Shreveport, Louisiana · Est. 1897

In Brief

At the Logan Mansion in Shreveport, Louisiana, a recorder left running overnight caught a child's voice telling visitors they couldn't go up to the attic. The little girl the legend blames for it almost certainly never fell there at all.

The Full Story

At the Logan Mansion in Shreveport, Louisiana, the thing people keep coming back to is a single recorded sentence. A paranormal team called Louisiana Spirits spent a night in the house with cameras, EMF meters, and recorders running. For the first hour and a half of audio they got nothing. Then a little girl's voice came through, telling them they couldn't go up there. Up there was the attic, the third-floor room where a girl is said to have fallen to her death.

That girl has a name in the legend. Theodora Hunt, eleven years old, daughter of a neighbor, Dr. Randall Hunt. The fall is dated June 20, 1904, and her spirit gets blamed for the small mischief in the house since: doors that close, things that go missing.

Except she didn't fall. Two LSU Shreveport history professors, Cheryl White and Gary Joiner, went into the records for their book on the city's hauntings and found Theodora Gaillard Hunt died that same June day of a sudden illness in Hot Springs, Arkansas, well outside the state. No fall, no attic, no Shreveport. The ghost story outlived the facts it was built on.

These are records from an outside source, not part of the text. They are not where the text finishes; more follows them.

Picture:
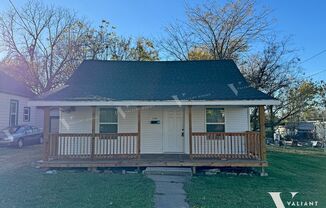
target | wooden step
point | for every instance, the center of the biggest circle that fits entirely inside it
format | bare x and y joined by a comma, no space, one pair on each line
168,171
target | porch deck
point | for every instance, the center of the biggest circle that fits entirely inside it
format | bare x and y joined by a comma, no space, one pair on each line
155,160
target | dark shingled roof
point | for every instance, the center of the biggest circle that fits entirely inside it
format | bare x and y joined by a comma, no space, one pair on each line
12,86
161,80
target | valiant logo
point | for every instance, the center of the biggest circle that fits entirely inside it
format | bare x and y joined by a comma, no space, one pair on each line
276,196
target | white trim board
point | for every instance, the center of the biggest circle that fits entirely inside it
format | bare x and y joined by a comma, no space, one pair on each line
42,103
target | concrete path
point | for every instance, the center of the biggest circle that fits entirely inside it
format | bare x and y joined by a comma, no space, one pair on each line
12,158
169,191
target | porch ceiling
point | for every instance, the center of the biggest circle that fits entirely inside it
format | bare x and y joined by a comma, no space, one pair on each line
155,103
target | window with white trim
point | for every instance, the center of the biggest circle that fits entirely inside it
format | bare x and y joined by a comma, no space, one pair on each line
108,120
13,113
215,120
27,114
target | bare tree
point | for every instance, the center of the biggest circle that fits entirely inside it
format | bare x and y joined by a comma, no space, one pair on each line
276,72
42,43
225,31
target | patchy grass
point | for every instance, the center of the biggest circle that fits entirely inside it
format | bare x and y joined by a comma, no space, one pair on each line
298,150
28,187
288,172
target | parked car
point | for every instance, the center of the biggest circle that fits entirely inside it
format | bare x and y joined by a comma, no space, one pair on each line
20,136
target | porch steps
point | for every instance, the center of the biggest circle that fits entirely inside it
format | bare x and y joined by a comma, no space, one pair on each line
176,171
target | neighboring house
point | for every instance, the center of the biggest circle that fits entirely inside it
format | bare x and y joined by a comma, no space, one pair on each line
13,104
309,129
178,113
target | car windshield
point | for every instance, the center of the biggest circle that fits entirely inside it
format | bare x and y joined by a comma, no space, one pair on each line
12,130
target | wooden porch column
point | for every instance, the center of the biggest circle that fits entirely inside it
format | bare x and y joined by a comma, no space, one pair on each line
262,132
46,132
138,131
93,132
190,131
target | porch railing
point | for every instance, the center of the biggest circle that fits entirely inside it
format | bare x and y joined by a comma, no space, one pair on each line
204,145
89,146
245,145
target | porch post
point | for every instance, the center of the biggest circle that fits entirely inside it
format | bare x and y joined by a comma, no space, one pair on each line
262,132
190,131
93,131
138,131
46,131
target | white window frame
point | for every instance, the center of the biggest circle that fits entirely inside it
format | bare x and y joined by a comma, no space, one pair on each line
28,114
13,113
214,123
114,123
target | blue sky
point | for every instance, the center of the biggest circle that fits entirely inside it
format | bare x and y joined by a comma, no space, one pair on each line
304,20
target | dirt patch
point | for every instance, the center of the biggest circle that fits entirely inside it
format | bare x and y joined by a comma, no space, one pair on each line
13,158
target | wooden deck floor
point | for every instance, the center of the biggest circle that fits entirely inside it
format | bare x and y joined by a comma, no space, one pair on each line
155,160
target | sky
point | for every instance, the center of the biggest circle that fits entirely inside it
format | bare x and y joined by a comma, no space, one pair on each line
303,20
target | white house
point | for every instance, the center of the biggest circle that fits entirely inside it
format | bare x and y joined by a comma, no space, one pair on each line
175,113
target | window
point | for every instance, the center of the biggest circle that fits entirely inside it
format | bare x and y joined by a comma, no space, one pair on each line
27,114
108,120
13,113
215,120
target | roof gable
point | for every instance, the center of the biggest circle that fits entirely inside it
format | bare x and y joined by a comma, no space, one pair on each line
135,80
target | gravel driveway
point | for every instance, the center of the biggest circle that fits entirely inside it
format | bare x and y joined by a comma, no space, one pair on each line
13,158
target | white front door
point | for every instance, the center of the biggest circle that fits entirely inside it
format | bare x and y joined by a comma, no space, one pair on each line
173,139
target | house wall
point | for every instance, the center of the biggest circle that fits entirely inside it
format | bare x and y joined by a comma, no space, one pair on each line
79,121
35,114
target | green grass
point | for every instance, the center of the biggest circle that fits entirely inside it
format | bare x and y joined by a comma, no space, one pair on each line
304,173
28,187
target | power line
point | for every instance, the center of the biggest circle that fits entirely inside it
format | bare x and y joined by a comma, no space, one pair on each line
314,56
319,72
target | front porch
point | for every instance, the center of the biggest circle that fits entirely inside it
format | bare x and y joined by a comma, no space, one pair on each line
214,149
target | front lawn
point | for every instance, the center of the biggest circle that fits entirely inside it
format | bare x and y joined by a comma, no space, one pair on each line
28,187
303,172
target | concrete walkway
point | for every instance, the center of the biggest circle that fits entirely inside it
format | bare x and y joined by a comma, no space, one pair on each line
169,191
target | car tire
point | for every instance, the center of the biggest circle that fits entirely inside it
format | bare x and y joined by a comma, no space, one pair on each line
20,143
41,141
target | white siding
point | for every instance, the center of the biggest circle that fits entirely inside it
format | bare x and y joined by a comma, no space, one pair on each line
78,120
5,98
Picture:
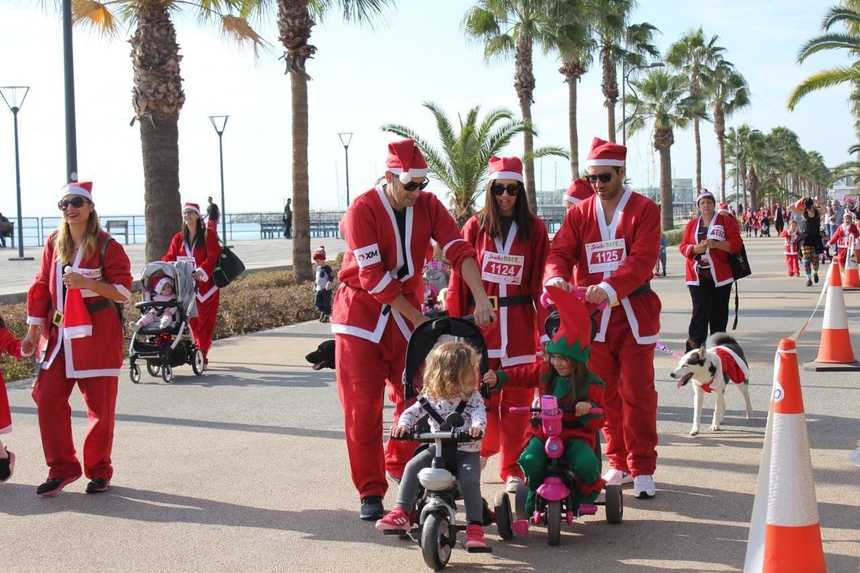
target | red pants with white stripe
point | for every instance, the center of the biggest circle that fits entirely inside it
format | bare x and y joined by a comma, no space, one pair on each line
51,393
627,369
365,370
203,326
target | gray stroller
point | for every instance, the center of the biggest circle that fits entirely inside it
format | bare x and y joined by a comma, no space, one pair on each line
172,346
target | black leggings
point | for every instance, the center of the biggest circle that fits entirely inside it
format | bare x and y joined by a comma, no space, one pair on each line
710,309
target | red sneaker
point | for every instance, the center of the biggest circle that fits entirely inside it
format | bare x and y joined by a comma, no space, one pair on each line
475,536
395,520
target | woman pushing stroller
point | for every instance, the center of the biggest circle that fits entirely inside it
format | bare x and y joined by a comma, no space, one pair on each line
563,373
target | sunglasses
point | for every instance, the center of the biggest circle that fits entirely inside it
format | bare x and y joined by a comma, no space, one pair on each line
76,202
412,186
603,178
498,190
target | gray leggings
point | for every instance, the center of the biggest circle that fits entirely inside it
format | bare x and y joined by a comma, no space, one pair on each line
468,475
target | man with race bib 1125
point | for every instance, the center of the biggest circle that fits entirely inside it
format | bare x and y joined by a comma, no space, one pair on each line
608,246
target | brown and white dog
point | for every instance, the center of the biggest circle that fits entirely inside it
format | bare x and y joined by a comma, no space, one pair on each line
711,368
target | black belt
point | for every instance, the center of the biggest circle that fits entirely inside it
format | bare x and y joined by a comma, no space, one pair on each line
500,301
643,289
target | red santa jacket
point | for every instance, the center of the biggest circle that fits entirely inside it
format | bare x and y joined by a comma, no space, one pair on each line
722,227
619,257
515,336
99,354
206,255
536,375
376,254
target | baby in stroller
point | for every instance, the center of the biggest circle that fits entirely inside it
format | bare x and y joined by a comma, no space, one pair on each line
163,292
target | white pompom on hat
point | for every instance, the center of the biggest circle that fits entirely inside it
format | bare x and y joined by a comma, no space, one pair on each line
506,168
606,153
405,160
82,188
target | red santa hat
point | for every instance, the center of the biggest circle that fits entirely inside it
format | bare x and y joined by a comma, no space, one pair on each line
506,168
191,207
405,160
573,337
606,153
76,320
82,188
579,190
159,285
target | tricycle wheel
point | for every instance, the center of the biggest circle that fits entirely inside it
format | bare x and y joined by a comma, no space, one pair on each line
614,504
553,522
504,518
436,541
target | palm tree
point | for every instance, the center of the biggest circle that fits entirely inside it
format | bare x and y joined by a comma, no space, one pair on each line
693,56
728,92
157,96
296,18
461,164
619,41
512,27
848,14
663,98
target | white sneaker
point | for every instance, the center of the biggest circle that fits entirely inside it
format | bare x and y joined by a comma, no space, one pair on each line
643,487
617,477
512,483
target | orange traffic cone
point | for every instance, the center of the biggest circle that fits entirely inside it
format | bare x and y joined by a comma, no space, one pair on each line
834,352
852,276
785,534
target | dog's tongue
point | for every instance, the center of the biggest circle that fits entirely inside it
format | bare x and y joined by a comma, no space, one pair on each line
683,381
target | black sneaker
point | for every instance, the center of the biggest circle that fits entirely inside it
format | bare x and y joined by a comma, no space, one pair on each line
53,486
7,466
98,485
371,508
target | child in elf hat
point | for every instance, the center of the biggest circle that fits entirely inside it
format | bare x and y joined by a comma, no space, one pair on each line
563,374
12,346
163,293
323,285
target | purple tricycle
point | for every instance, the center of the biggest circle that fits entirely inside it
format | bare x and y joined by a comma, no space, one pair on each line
554,500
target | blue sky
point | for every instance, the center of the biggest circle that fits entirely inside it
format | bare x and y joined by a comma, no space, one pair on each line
364,78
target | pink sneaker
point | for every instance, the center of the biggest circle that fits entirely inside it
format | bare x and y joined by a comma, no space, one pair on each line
475,536
395,520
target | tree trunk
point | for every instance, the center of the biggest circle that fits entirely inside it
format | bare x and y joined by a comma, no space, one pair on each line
667,200
301,186
157,98
524,84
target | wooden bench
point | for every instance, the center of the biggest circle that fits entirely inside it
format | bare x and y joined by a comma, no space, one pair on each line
7,231
117,227
271,229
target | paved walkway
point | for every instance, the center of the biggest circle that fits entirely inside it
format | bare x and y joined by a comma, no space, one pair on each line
244,468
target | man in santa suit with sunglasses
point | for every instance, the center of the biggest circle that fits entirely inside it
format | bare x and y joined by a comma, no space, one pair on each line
608,246
378,305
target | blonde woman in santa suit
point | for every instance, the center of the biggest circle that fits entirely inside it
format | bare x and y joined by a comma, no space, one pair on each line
200,247
512,245
78,256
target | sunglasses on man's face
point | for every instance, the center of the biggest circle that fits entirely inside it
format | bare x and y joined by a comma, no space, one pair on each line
76,202
498,189
412,186
603,178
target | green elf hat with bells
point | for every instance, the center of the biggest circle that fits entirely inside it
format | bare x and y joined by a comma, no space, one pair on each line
573,336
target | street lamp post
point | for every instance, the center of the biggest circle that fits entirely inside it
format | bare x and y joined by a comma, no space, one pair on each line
11,95
625,75
219,122
345,139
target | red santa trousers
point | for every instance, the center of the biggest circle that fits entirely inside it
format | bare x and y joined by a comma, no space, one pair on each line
203,326
51,393
627,369
366,369
506,433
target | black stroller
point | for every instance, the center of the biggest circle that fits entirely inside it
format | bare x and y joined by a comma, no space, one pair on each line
166,348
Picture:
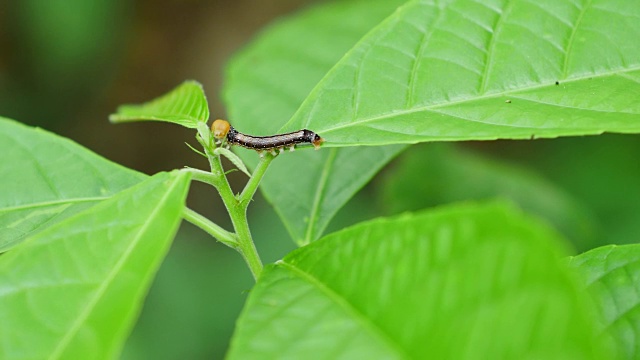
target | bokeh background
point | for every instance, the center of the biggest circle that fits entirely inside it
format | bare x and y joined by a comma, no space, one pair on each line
65,65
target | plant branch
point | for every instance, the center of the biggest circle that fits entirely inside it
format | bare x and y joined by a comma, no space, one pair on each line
211,228
252,185
238,215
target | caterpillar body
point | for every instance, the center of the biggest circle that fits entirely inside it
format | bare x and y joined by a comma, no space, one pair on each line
223,131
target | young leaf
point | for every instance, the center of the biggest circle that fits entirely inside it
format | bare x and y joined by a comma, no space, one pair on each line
291,57
469,70
438,173
46,178
74,290
185,105
612,274
461,282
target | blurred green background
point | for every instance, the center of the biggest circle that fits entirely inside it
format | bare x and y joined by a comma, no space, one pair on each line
65,65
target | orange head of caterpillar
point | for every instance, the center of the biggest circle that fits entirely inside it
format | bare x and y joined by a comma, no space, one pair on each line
220,129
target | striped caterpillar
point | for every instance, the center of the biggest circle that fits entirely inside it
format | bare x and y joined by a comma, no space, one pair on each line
222,131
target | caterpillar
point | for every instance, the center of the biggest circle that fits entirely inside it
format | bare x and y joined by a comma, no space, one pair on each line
222,131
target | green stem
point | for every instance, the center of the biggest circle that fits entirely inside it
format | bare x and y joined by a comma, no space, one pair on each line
251,186
211,228
238,214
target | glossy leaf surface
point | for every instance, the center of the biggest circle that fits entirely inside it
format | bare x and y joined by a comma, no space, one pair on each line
46,178
612,274
468,70
435,174
185,105
460,282
268,81
74,290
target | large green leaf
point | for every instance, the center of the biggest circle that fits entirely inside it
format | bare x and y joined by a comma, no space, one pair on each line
267,82
462,282
437,173
463,69
612,274
74,290
45,178
185,105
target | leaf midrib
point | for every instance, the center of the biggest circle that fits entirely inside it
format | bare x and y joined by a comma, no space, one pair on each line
359,317
439,105
92,302
52,203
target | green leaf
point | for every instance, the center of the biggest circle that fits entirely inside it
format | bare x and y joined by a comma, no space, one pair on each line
267,82
185,105
612,274
46,178
469,70
74,290
436,174
235,160
461,282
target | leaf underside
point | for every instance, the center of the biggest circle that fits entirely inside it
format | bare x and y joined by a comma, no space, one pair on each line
74,290
267,82
46,178
467,70
185,105
612,275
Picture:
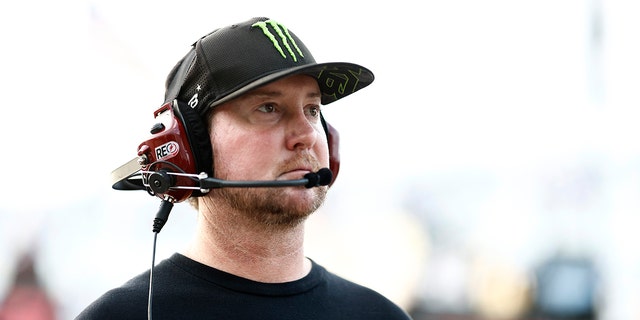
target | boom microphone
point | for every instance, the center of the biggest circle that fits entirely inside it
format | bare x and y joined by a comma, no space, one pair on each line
312,179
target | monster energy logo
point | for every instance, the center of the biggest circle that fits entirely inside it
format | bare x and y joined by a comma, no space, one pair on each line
283,35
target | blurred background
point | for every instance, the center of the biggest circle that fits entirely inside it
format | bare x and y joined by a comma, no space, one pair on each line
492,170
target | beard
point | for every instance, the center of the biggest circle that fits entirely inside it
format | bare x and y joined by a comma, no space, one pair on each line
272,207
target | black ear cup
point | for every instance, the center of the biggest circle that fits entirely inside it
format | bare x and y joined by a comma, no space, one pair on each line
198,136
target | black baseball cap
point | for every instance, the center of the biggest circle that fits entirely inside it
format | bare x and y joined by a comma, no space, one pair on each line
233,60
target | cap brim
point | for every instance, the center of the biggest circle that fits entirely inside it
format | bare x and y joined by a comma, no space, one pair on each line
336,80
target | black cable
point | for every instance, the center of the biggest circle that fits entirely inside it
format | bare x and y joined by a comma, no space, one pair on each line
161,218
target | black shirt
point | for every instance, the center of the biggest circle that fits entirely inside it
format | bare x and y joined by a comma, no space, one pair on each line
186,289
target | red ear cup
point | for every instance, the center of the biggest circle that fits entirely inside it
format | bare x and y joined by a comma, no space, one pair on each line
334,153
168,155
167,151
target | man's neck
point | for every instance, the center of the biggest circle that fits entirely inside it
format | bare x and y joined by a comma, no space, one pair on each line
244,248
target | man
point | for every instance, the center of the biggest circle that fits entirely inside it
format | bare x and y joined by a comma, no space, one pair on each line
258,93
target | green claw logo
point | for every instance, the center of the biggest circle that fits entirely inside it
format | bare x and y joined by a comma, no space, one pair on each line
282,35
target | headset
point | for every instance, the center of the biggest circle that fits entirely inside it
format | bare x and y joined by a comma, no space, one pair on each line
177,157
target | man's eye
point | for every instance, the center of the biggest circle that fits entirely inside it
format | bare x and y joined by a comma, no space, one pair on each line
314,111
267,108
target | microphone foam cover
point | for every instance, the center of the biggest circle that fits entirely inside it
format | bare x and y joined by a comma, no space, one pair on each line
324,176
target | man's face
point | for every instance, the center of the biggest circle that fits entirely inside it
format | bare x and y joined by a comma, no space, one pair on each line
271,133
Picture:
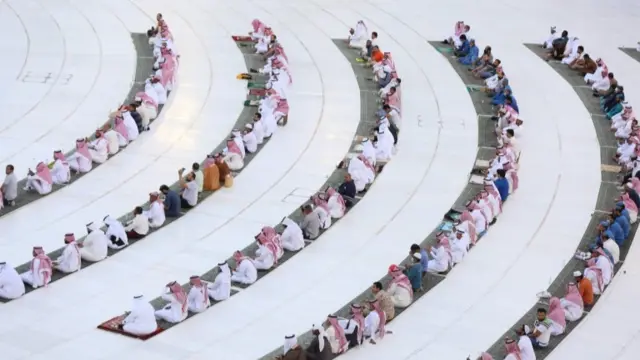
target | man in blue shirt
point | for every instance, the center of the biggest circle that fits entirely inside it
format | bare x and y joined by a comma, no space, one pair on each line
171,202
502,184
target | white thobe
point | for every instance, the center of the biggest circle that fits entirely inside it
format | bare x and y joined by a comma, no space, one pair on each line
99,152
79,162
38,184
95,246
69,261
220,289
172,312
141,320
440,261
246,273
60,174
36,277
264,258
292,238
197,299
400,296
11,285
155,214
250,142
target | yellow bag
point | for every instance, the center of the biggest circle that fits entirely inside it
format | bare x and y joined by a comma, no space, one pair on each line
228,181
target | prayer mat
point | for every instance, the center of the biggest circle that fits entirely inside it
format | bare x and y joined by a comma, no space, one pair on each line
112,326
243,38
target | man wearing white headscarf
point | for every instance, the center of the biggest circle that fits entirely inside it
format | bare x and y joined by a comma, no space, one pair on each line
292,238
319,348
198,297
141,320
95,245
220,289
116,233
70,260
11,285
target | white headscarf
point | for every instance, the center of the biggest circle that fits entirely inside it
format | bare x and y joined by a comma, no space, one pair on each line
289,342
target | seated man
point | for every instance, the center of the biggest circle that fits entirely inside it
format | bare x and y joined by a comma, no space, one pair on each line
139,226
116,233
141,320
70,260
40,271
177,309
41,180
95,246
292,238
220,289
198,297
11,285
399,289
245,271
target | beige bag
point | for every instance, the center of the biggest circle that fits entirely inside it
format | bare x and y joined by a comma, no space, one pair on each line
228,181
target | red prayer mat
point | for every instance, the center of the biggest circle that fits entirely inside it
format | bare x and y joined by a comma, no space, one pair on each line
242,38
112,326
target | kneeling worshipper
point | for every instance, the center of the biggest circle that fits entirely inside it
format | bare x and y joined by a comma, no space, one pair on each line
70,260
335,334
141,320
599,270
11,285
292,351
95,246
198,297
245,271
80,161
139,226
155,214
320,348
374,323
220,289
399,289
98,149
115,233
40,271
354,327
572,303
60,172
40,181
291,238
177,309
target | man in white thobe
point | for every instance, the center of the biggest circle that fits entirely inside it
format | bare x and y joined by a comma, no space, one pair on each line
11,285
39,273
178,307
245,272
95,246
70,260
155,214
292,238
141,320
198,297
220,289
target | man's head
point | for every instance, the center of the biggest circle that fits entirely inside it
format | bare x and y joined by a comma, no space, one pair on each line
377,286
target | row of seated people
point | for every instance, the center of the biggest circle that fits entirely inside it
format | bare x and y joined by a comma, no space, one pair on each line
123,126
604,253
271,245
367,320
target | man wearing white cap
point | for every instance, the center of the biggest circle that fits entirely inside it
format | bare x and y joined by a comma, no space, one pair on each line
94,247
141,320
11,285
220,289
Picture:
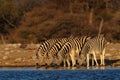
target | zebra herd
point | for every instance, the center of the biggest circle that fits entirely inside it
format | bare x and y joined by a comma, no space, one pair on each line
71,51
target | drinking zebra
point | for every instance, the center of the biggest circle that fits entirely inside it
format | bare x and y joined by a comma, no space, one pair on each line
43,49
51,55
70,51
95,46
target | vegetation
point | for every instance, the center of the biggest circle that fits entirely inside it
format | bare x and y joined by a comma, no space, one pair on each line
27,21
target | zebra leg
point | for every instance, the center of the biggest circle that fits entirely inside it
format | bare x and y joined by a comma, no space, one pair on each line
95,59
73,58
68,62
103,57
87,60
92,60
64,63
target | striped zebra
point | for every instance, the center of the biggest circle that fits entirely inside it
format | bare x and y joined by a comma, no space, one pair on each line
71,50
51,55
93,47
43,49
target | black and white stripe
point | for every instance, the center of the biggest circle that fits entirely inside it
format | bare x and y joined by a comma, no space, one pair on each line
95,46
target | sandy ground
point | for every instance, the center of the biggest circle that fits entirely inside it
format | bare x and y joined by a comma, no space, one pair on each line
17,55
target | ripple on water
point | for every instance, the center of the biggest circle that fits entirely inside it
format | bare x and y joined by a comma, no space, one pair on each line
79,74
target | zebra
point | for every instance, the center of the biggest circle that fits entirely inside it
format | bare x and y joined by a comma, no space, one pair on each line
71,50
43,49
51,55
93,47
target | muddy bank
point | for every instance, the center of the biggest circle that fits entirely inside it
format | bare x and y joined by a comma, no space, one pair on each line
18,55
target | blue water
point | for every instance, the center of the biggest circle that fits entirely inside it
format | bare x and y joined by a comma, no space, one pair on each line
32,74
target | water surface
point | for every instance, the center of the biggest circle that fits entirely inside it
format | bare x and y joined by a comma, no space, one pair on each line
60,74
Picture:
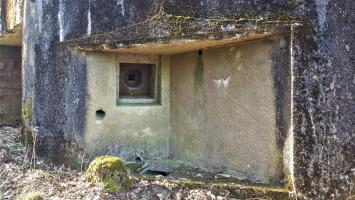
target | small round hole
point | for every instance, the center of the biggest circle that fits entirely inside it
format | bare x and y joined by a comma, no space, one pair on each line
100,115
138,159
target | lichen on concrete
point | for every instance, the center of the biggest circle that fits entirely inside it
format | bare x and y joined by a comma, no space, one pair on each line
111,172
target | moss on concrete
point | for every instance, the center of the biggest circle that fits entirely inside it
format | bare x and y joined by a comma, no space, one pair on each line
111,172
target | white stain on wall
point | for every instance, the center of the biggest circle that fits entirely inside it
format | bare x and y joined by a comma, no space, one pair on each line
222,84
60,21
121,3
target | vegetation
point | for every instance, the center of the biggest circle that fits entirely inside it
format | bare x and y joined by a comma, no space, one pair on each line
111,172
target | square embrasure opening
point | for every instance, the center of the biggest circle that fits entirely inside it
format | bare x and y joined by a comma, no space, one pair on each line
137,83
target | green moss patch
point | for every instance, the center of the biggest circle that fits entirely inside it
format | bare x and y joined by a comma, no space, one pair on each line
111,172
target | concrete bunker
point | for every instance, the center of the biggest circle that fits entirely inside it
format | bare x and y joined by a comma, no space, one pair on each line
10,85
220,108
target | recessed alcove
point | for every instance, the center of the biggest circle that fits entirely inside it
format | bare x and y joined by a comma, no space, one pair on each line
223,109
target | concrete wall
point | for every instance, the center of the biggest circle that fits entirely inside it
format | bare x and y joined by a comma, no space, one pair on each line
10,85
128,131
224,112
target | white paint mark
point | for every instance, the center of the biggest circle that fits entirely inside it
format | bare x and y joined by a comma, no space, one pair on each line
121,3
147,132
88,32
60,21
222,84
39,15
321,6
228,27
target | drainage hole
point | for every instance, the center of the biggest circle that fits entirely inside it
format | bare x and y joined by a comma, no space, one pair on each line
100,115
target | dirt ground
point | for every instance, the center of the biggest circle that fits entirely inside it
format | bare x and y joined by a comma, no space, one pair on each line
22,174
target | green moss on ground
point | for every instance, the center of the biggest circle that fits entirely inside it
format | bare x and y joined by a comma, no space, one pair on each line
111,172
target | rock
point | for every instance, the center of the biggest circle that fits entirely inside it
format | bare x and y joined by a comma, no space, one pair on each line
34,196
111,172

The mansion itself is real and grand. A beer and ice magnate named L.R. Logan built it in 1897, one of the last Queen Anne Victorians in town, white-turreted with a wraparound porch and a carriageway. Logan died there in 1919 at 75 with no heirs, and the house passed to a railroad executive's family for about 36 years. After them it ran through a boarding house, a church, a radio station. The Logans are buried across the street at Oakland Cemetery, where their graves look back at the home.

There's a competing version of the fall, too: that a later owner, losing money gambling, rented the big attic to schoolteachers, and the child who died was a teacher's daughter. The date drifts to around 1930 in that telling. The legend can't even agree with itself on who fell or when.

A past owner stopped short of calling any of it a haunting. "I'm not saying it's a ghost," she told a reporter. "It's things you can't explain per se; it's paranormal." The mansion still runs ghost tours and overnight stays today, and the attic is still the room every story circles back to.

So the recorder caught a girl warning people off a room where a girl is supposed to have died. The records say the girl it names died well, and far, and of something else entirely. Whoever is in the attic, it isn't the one the legend keeps naming.